IARC 60th Anniversary - 19-21 May 2026
Session : 21/05/26 - Posters
Implementation of a National Cancer Registry in France: a multisource cancer case collection system and a research health data warehouse
CHARKAOUI I. 1, BUFFAUT F. 1, LAFAY L. 1, LE BIHAN-BENJAMIN C. 1, TRÉVIDIC S. 1, DUBOIS T. 1
1 INCa, Boulogne Billancourt , France
Introduction
In France, the government has decided, through the Act of 30 June 2025, to entrust the National Cancer Institute (INCa) with the implementation of a national cancer registry, centralising population-based data on cancer epidemiology and cancer care. The objectives are to identify and collect cancer cases nationwide, gather relevant data, and make expert-validated, linked and pseudonymised datasets available for secondary use.
Methods
The national cancer registry is based on a progressively implemented multisource case-reporting system:
The Cancer Cohort (CC): extraction from the French National Health Data System (SNDS) since 2010, identifying individuals whose healthcare utilisation suggests a cancer diagnosis (hospitalisation, long-term disease status, radiotherapy, anticancer drugs).
Local cancer registry data: used to complement, confirm and characterise cancers (topography, morphology, behaviour) within registry-covered areas.
Clinical care documents: including cancer screening reports, pathology reports, molecular genetics results, and multidisciplinary tumour board reports.
Direct linkage using the national personal identification number (NIR) will be performed as soon as possible; otherwise, indirect linkage based on shared variables across data sources will be applied.

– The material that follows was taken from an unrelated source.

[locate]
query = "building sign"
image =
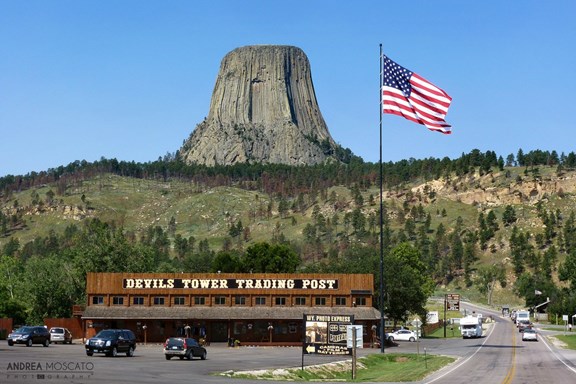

The resulting health data warehouse is accessible on a project basis, subject to regulatory approval. Open data and data visualisation tools are also being developed to provide indicators and aggregated datasets to public decision-makers and national agencies.
Results
The current health data warehouse includes Cancer Cohort data covering approximately 13 million incident and prevalent cancer cases from 2010 to 2023. Local cancer registry data from 2010 to 2021 have been integrated through indirect linkage, with matching rates of 95% for solid tumours.
Additional data sources are being progressively incorporated. INCa is currently implementing automated and standardised data flows for shared oncology medical records, a common information system for all local cancer registries, and national data collection systems for cancer screening.
Around thirty research projects have already been completed or are ongoing using the Cancer Cohort, which has been available for secondary use since 2023.
Conclusion
The multisource data collection and cross-validation of registry data (gold standard) with Cancer Cohort data within registry-covered areas aim to improve cancer case qualification across the entire national territory. These high-quality oncology data will serve as reference datasets in the context of establishing the national data access body in France.